When AI Chooses Our Priors, What Is Uncertainty?

Bayesian statistics often feels like a delicate negotiation between what we already know and what the data will reveal. The priors are the first step in that conversation, the beliefs you bring to a model before you even glimpse the numbers. When those priors are well-chosen, the data can sing in tune with them; when they’re off, the whole analysis can stumble. The challenge isn’t just choosing priors; it’s choosing them in a way that reflects real-world knowledge without distorting what the data has to tell us.

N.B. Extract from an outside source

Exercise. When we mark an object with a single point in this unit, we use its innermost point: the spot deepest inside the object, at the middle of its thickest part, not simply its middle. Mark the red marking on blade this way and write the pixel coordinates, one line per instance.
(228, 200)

New work from Simula Research Laboratory and OsloMet in Oslo, Norway, tests a provocative idea: could large language models—those vast digital libraries of text—help craft informative priors that are principled, transparent, and grounded in domain knowledge? The paper doesn’t claim that LLMs will replace careful literature reviews. Instead, it treats them as a knowledge reservoir to be consulted within a Bayesian framework, then tested against real data to see whether their suggestions actually make the analysis more trustworthy. The study is led by Michael A. Riegler and colleagues, with key authors including Kristoffer Herland Hellton, Vajira Thambawita, and Hugo L. Hammer. It’s a tidy reminder that in science, the machine can be a collaborator, not a substitute for judgment.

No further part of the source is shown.